Antihypertensive drugs not found to increase cancer risk
Click Here to Manage Email Alerts
A meta-analysis of 31 randomized controlled trials of antihypertensive drugs found no association with cancer outcomes.
The analysis compared antihypertensive druge with placebo or other BP-lowering medications found no association between any antihypertensive drugs and cancer outcomes.
According to findings presented at the virtual European Society of Cardiology Congress, neither ACE inhibitors, angiotensin receptor blockers, beta-blockers, calcium channel blockers nor diuretics were associated with risk for any cancer, including breast, colorectal, lung, prostate and skin cancer.
“Our study has addressed an ongoing controversy about whether antihypertensive medication increases the risk of developing cancer,” Emma Copland, MS, epidemiologist at the University of Oxford, U.K., said in a press release. “We used the largest individual-level randomized evidence on antihypertensive medication to date and provide evidence for the safety of blood pressure-lowering drugs in relation to cancer.

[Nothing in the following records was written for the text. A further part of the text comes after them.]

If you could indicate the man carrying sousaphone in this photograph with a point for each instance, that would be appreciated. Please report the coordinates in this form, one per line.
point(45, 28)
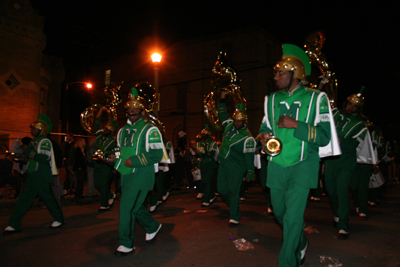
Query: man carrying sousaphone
point(356, 146)
point(208, 165)
point(103, 171)
point(142, 147)
point(236, 157)
point(301, 118)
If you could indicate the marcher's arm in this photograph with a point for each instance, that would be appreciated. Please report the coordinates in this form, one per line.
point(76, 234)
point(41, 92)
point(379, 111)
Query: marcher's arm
point(249, 150)
point(319, 134)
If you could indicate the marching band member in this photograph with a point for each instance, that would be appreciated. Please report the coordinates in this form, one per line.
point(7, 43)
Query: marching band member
point(236, 158)
point(356, 146)
point(141, 148)
point(103, 170)
point(41, 167)
point(208, 165)
point(301, 118)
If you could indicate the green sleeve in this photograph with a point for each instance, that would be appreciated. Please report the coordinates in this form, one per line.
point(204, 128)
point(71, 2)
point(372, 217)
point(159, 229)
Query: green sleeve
point(250, 146)
point(153, 154)
point(222, 113)
point(264, 128)
point(320, 134)
point(97, 124)
point(44, 155)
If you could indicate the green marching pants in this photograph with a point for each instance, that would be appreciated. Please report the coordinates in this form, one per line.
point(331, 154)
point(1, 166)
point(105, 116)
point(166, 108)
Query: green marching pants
point(359, 183)
point(132, 208)
point(289, 201)
point(229, 182)
point(35, 184)
point(337, 181)
point(102, 175)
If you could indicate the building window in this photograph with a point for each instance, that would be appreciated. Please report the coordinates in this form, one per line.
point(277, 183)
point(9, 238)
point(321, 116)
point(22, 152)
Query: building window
point(181, 103)
point(12, 82)
point(107, 77)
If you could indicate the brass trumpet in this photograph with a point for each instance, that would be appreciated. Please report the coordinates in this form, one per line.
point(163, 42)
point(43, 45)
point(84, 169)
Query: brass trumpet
point(224, 78)
point(273, 146)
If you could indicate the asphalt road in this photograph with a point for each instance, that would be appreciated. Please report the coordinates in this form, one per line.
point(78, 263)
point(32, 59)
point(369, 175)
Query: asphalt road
point(195, 236)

“Our results should reassure the public about the safety of antihypertensive drugs with respect to cancer, which is of paramount importance given their proven benefit for protecting against heart attacks and strokes,” Copland said in the release.
For this meta-analysis, researchers evaluated the individual participant-level data of 216,000 participants in randomized controlled trials that evaluated antihypertensive drug use. The primary outcomes included development of any cancer, cancer mortality and development of breast, colorectal, lung, prostate or skin cancer.

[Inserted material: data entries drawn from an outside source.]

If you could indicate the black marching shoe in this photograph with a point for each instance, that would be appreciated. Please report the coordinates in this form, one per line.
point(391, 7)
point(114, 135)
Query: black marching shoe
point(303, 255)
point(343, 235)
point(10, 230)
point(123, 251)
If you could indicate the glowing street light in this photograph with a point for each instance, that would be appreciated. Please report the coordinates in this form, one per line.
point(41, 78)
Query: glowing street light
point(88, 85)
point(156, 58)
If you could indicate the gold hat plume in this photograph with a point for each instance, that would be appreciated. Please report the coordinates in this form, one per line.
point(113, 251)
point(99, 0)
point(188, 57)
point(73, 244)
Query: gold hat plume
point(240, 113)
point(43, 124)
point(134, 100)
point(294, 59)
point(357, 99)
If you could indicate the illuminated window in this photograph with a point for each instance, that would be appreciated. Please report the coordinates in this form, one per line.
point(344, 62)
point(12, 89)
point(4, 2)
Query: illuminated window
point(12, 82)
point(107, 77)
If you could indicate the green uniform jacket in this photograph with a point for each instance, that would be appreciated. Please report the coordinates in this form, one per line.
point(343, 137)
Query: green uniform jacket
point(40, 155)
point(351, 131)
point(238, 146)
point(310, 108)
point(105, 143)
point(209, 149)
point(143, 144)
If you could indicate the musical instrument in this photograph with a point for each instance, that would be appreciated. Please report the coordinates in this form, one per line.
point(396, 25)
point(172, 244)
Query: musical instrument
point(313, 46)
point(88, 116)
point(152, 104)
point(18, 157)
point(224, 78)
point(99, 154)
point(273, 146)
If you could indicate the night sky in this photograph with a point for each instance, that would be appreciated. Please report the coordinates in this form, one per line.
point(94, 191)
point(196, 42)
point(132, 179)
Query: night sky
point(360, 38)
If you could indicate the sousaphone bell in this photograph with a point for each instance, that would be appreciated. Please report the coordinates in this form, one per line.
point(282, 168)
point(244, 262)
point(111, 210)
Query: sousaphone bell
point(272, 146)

Investigators found no significant association between risk for any cancer and use of ACE inhibitors (HR = 0.99; 95% CI, 0.94-1.04), angiotensin receptor blockers (HR = 0.97; 95% CI, 0.93-1.02), beta-blockers (HR = 0.98; 95% CI, 0.89-1.08), calcium channel blockers (HR = 1.06; 95% CI, 1.01-1.11) or diuretics (HR = 1.01; 95% CI, 0.95-1.07).

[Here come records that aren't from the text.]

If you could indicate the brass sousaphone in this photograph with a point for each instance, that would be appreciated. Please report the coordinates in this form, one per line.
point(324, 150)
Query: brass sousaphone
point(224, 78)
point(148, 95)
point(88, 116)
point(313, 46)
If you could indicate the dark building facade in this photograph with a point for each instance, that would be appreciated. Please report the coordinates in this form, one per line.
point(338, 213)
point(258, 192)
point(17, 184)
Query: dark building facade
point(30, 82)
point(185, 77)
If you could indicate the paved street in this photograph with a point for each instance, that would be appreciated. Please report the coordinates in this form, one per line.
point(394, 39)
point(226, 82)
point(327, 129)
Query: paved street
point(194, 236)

In addition, no drug class was associated with increased risk for cancer mortality, apart from diuretics (HR = 1.14, 95% CI, 1.03-1.27; P for heterogeneity = .282).
“We found no significant heterogeneity across drug classes for this effect, indicating that no single drug class had an important effect on cancer mortality,” Copland said during a presentation.
Moreover, investigators found no significant heterogeneity among the trials for any antihypertensive drug class associated with breast cancer (P = .764), colorectal cancer (P = .325), lung cancer (P = .612), prostate cancer (P = .132) or skin cancer (P = .413).
“We found no important effect of any drug class on the outcomes of any cancer or cancer mortality,” Copland said during the presentation. “Although not presented in this talk, we found that this finding was consistent across patient subgroups. There was also no strong evidence that the use of any of the antihypertensive drug classes investigated in this study had a significant impact on the risk of breast, colorectal, lung, prostate or skin cancer. The results from the analysis based on network meta-analysis and stratification by follow-up duration also supported the interpretation of these results.”